9 Tidy Text

We create interconnected, interoperable (web) resources: we want to ensure that our research results are findable, accessible, and reusable. The world wide web has been a source of high interoperability and findability in the last 30 years with the introduction of the http protocol and the standardization of the HTML text markup language.

Our entire website is created from simple markdown text. See Chapter  [13](https://manual.dataobservatory.eu/publishing).

Figure 9.1: Our entire website is created from simple markdown text. See Chapter 13.

All our output needs to be converted to HTML, but that does not mean that we need to work in an HTML editor. However, the need of interoperability among operating systems (Windows, MacOs, Linux) and software packages (at least from Word, Libre, Google Docs to HTML, preferably to PDF, too) requires a simple, common notation.

Markdown is a much simplified HTML text notation intended to work well with word processors.

Or, if you want Word output, then instead of HTML, Word is rendered. Or PDF. Or EPUB.

9.1 Try it out

There are countless Markdown editors. Because Markdown is so simple, you can, if you want to, edit markdown files in Notepad, WordPad (Windows) or VIM (Linux).

Most word processors support markdown. For example, Google Docs has a free extension that converts and document from Docs to markdown.

There are several online Markdown editors that you can use to try writing in Markdown. Dillinger is one of the best online Markdown editors. Just open the site and start typing in the left pane. A preview of the rendered document appears in the right pane.

9.1.1 Communicate using Markdown

This is a course for new GitHub users. You need to log into your (free) GitHub account to use it.

  • Who is this for: New developers, new GitHub users, and students.
  • What you’ll learn: Use Markdown to add lists, images, and links in a comment or text file.
  • What you’ll build: We’ll update a plain text file and add Markdown formatting, and you can use this file to start your own GitHub Pages site.
  • Prerequisites: In this course you will work with pull requests as well as edit files. If these things aren’t familiar to you, we recommend you take the Introduction to GitHub course, first!
  • How long: This course is five steps long and takes less than one hour to complete.
  1. Right-click Start course and open the link in a new tab.


start-course

  1. In the new tab, follow the prompts to create a new repository.
    • For owner, choose your personal account or an organization to host the repository.
    • We recommend creating a public repository—private repositories will use Actions minutes.
  1. After your new repository is created, wait about 20 seconds, then refresh the page. Follow the step-by-step instructions in the new repository’s README.

9.1.2 Make it look good

You can simplify a Word document, for example, via uploading to Google Docs and sending it through the free extension to get a markdown document. But usually you would like to work the other way around! It is a better practice to write a text in markdown, and when ready, add it to a nice PDF, Word, or website (blog) HTML template. This way you keep your text (and citations) simple and interoperable, and you can reuse the same text many times over.

9.2 Markdown syntax

9.3 Use your favorite application

Working with tidy texts will not separate you from your favourite word processor.
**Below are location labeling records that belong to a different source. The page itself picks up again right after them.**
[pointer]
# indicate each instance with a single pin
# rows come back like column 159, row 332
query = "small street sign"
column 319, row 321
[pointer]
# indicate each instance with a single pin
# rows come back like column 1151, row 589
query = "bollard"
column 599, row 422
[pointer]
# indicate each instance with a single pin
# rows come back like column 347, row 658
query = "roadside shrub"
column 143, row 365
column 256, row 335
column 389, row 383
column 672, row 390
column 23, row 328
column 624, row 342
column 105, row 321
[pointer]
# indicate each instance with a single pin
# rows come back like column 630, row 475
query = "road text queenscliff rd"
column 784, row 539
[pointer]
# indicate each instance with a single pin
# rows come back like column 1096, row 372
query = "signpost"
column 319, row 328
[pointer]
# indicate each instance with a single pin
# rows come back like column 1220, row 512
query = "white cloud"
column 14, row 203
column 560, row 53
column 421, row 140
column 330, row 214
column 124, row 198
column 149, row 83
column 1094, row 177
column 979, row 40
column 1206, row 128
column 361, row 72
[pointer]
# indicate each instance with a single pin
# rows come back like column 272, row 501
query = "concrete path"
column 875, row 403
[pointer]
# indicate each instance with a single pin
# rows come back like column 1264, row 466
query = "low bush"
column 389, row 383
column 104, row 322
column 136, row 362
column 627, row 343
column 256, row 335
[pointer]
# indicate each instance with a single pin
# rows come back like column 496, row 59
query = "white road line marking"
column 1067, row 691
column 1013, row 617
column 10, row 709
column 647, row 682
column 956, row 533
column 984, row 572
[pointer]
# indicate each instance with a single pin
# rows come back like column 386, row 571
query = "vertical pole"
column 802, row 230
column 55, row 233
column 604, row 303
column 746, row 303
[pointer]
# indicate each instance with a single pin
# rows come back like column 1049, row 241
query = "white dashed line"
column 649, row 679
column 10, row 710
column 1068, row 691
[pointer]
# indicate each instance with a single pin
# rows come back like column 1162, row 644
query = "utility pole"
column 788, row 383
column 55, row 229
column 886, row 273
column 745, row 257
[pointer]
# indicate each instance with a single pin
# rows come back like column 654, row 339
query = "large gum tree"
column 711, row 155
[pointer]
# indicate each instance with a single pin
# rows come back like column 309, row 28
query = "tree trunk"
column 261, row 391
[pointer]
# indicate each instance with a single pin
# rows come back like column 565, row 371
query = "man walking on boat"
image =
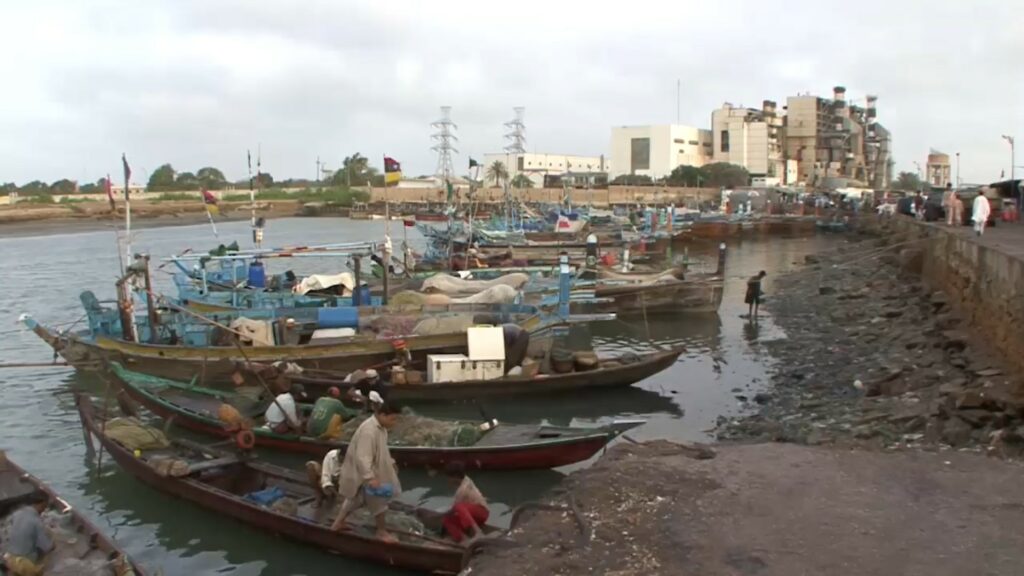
column 369, row 477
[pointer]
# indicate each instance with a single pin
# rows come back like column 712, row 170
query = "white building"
column 752, row 138
column 656, row 151
column 543, row 169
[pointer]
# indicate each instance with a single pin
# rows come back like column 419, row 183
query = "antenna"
column 444, row 136
column 517, row 135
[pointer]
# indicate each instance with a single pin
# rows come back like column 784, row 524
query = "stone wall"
column 984, row 284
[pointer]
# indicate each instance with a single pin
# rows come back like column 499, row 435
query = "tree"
column 907, row 181
column 632, row 179
column 497, row 172
column 62, row 186
column 211, row 178
column 264, row 179
column 35, row 188
column 162, row 178
column 686, row 176
column 355, row 170
column 185, row 180
column 522, row 181
column 723, row 174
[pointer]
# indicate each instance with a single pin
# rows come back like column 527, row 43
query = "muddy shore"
column 888, row 442
column 25, row 220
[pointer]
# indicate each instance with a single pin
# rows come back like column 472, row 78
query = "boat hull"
column 420, row 558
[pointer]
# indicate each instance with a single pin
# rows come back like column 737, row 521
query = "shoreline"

You can still use Grammarly in Google Docs. You only have to make sure that your text remains simple: you refrain from adding formatting to the document if they do not adhere to a common standard that connects Windows, Mac, Unix, Word, VIM, and Posit.

  • Simple text has clearly defined headings: title, subtitle, heading level 1, heading level 2, heading level 3.
  • Simple text has standardised bibliographic references and footnotes.
  • Simple text has standard section breaks and page breaks.
  • Simple text allows the automatic insertion of tidy data (as defined earlier) or interoperable graphics (preferably PNG or for web use webp).
  • Simple text uses only bold, italics, underline, and perhaps strikethrough highlighting.
  • Simple text has no table of contents because the table of contents is automatically generated from headings.
  • Simple text has no bibliography because it is automatically generated from standardized bibliographic entries.
  • Simple text does not use footers, headers, watermarks, color boxes, because these things need to be added differently on Word, PDF, or HTML.